Melania Trump's Inauguration dress designer praises her fashion judgment

The new US First Lady Melania Trump has been praised by her Inauguration dress designer Hervé Pierre for her input into the design of her dress.

Hervé Pierre was hired to create the new US First Lady's cream silk gown for the glitzy after-party bash following her husband Donald Trump's admission into office and revealed she was closely involved with every step of the design process.

The designer - who is also Melania's personal stylist - admitted he amended the design when the brunette beauty said to him during one fitting: "Hervé, I love you, but I cannot move my arm to hold my husband's arm when we dance."

He added: "She knows fashion - she was a model and has worked in a design studio - so she knows about construction. When I brought her fabric swatches, she immediately picked the heaviest, most beautiful six-ply silk from Italy. She knows about fabrics. It was a very organic conversation because we have the same vocabulary.

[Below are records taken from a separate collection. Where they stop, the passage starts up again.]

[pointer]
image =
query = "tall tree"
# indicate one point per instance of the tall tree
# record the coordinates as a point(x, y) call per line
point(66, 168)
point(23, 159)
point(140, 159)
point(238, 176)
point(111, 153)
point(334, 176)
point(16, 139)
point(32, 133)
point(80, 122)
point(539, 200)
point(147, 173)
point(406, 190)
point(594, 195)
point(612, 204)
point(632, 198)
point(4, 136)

And the 46-year-old model was keen to appear "presidential" and not simply fashionable.

He said: "She was very specific about the neckline, about all the lines being parallel. It was important for us not to follow any recipe for a 'First Lady gown'. She's presidential now; she's not just a fashion plate."

Many designers publicly refused to dress Melania because of her husband's controversial policies but Hervé insisted he felt "honored" to be asked.

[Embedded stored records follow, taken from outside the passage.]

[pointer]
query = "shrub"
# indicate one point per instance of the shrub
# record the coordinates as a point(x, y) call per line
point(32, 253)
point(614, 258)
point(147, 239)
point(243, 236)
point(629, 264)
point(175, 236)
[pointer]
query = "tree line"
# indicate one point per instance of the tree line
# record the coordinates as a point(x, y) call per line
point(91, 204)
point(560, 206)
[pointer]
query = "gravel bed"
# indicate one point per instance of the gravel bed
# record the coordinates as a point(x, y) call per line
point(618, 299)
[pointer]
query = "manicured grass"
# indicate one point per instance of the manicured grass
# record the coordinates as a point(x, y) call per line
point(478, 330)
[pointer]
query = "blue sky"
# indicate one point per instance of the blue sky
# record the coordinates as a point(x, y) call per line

He told Harper's Bazar: "That's the good thing about this country: we are all equal, but we are definitely not the same. I'm not doing politics, I'm doing dresses. We are not suddenly brokering a big deal between China and Russia. If people don't want to dress her, I think it's sad, but I was honored. I don't criticize these people--it's their choice, and that's the beauty of democracy."

And the designer predicted Melania's fashion will continue to be "straight to the point" throughout her husband's presidency.

He added:"Her next four years as First Lady are going to be, like this gown, straight to the point, perhaps with a single measured detail."